One concern is that providing participant full names together with the step count information may lead to negative outcomes for adolescents. In fact, participants in the Onymous Arm where participants were identified with their full names reported slightly worse outcomes in social support for exercise, physical activity self-efficacy, and physical activity enjoyment scores compared to those in the Anonymous Arm. Participants who logged in lower step counts might have questioned their ability to achieve higher step counts and not enjoyed physical activity when they were ranked low in their group, knowing that others had seen this information. However, the differences were statistically significant at the 10% level only for the physical-activity self-efficacy. In addition, participants in both groups did not report significantly different responses on how they felt when they were ranked in the top 5 or bottom 5. These findings imply that providing full names did not lead to negative outcomes, although it did not contribute to a higher step count.

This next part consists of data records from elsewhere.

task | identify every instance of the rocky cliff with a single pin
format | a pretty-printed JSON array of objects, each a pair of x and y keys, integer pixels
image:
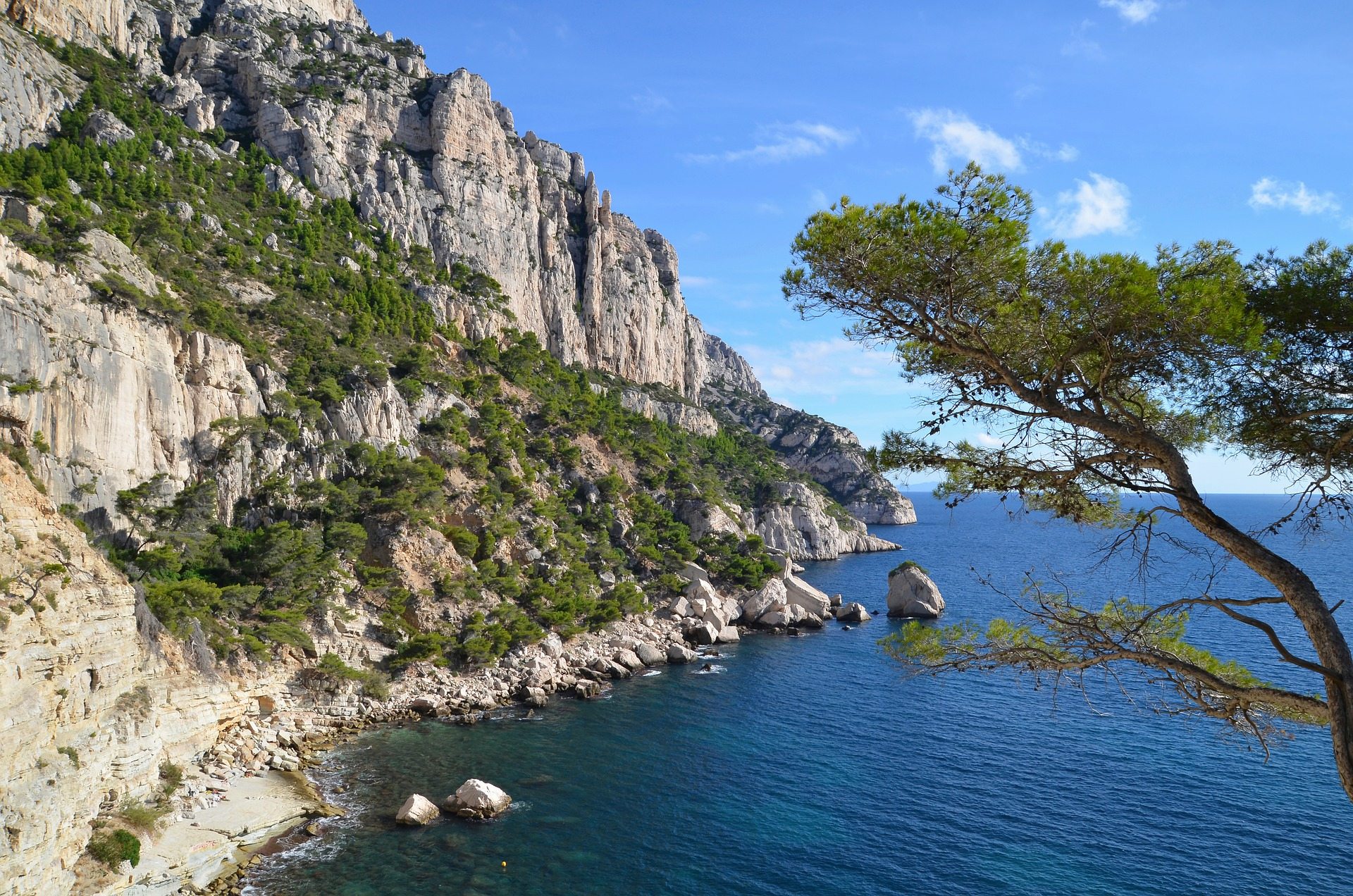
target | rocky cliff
[
  {"x": 827, "y": 452},
  {"x": 347, "y": 375}
]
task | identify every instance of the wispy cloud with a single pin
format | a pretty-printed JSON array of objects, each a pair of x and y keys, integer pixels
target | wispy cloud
[
  {"x": 1099, "y": 205},
  {"x": 1133, "y": 11},
  {"x": 826, "y": 367},
  {"x": 784, "y": 142},
  {"x": 960, "y": 139},
  {"x": 1268, "y": 192},
  {"x": 651, "y": 102}
]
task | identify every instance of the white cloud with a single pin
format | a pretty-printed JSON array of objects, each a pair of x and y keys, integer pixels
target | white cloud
[
  {"x": 1096, "y": 206},
  {"x": 960, "y": 139},
  {"x": 1133, "y": 11},
  {"x": 784, "y": 142},
  {"x": 651, "y": 102},
  {"x": 1268, "y": 192},
  {"x": 826, "y": 368},
  {"x": 691, "y": 279}
]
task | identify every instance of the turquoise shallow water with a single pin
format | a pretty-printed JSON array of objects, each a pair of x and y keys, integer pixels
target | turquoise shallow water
[{"x": 810, "y": 765}]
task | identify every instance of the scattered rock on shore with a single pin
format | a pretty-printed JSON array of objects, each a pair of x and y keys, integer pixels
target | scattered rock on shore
[
  {"x": 913, "y": 593},
  {"x": 476, "y": 799},
  {"x": 853, "y": 614}
]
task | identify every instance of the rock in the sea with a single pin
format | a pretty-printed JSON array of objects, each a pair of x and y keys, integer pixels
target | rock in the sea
[
  {"x": 476, "y": 799},
  {"x": 679, "y": 654},
  {"x": 417, "y": 809},
  {"x": 772, "y": 597},
  {"x": 803, "y": 595},
  {"x": 704, "y": 634},
  {"x": 650, "y": 655},
  {"x": 913, "y": 593},
  {"x": 853, "y": 614},
  {"x": 629, "y": 659},
  {"x": 106, "y": 129}
]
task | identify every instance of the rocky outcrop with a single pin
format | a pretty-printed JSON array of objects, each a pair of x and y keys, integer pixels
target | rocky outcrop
[
  {"x": 728, "y": 371},
  {"x": 478, "y": 799},
  {"x": 34, "y": 91},
  {"x": 911, "y": 592},
  {"x": 417, "y": 809},
  {"x": 674, "y": 413},
  {"x": 796, "y": 521}
]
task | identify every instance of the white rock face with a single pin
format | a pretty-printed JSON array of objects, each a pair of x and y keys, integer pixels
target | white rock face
[
  {"x": 913, "y": 593},
  {"x": 810, "y": 444},
  {"x": 804, "y": 595},
  {"x": 82, "y": 674},
  {"x": 772, "y": 597},
  {"x": 34, "y": 89},
  {"x": 417, "y": 809},
  {"x": 798, "y": 524},
  {"x": 476, "y": 799},
  {"x": 679, "y": 654},
  {"x": 679, "y": 414},
  {"x": 853, "y": 612}
]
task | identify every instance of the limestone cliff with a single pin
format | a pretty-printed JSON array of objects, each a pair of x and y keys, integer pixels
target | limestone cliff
[{"x": 824, "y": 451}]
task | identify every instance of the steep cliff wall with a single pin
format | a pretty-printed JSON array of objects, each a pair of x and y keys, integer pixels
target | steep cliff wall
[
  {"x": 34, "y": 89},
  {"x": 91, "y": 704},
  {"x": 807, "y": 443}
]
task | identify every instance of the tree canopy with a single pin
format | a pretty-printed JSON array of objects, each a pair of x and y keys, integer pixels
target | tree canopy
[{"x": 1100, "y": 374}]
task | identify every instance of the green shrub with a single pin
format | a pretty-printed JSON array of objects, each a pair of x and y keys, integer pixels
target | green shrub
[{"x": 116, "y": 847}]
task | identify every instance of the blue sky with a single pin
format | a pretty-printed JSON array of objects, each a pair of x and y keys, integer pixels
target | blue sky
[{"x": 724, "y": 125}]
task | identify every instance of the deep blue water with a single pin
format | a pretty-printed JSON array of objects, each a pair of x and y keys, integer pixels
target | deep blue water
[{"x": 811, "y": 765}]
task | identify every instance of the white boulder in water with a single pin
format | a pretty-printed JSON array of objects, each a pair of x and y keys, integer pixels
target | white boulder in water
[
  {"x": 417, "y": 809},
  {"x": 913, "y": 593},
  {"x": 476, "y": 799},
  {"x": 800, "y": 593}
]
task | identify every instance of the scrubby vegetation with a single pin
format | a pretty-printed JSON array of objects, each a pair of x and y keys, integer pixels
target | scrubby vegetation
[
  {"x": 555, "y": 504},
  {"x": 116, "y": 847}
]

Our study has several limitations. Some participants stopped wearing their pedometers before the study ended, which resulted in incomplete data. However, we conducted intent-to-treat analyses to account for this. Second, it is possible to generate step counts on pedometers without the user walking or running. We tried to minimize this possibility by asking participants to sign a statement of oath to log their steps accurately and honestly. Third, our findings were based on a very specific descriptive norm messaging in one type of setting. Different framing or methods of presenting descriptive norms with more relevant reference group may be more successful in promoting physical activity among adolescents.

To our knowledge, this is the first study that measured the effect of descriptive norms objectively by using step count directly extracted from pedometers. Previous studies that used descriptive norms to promote physical activity have used either self-reported activity levels or intention to exercise as primary outcomes, which could potentially over-reported physician activity as a result of social desirability bias [44]. Although the implementation of descriptive norms are different between our study and other studies, the difference in findings suggests that conclusion based on subjective measures of physical activity may not be an accurate reflection of the actual physical activity as participants might have over-reported experienced recall bias on the amount or intent of physical activity. In addition, this study contributes to the knowledge concerning whether the effect of descriptive norms can be amplified when the targeted behaviour is observable. Future studies should explore different framing of descriptive norms and we recommend using a more relevant reference group to facilitate social norms among adolescents.

Conclusions

The effect of descriptive norms messages containing personal identification on physical activity promotion was not evident in the main analysis. As adolescence is an important phase for the cultivation of healthy lifestyle, it is important to explore interventions that could motivate adolescents to increase their physical activity. Future study may consider exploring the effect of similar intervention among adolescents using a more relevant reference group.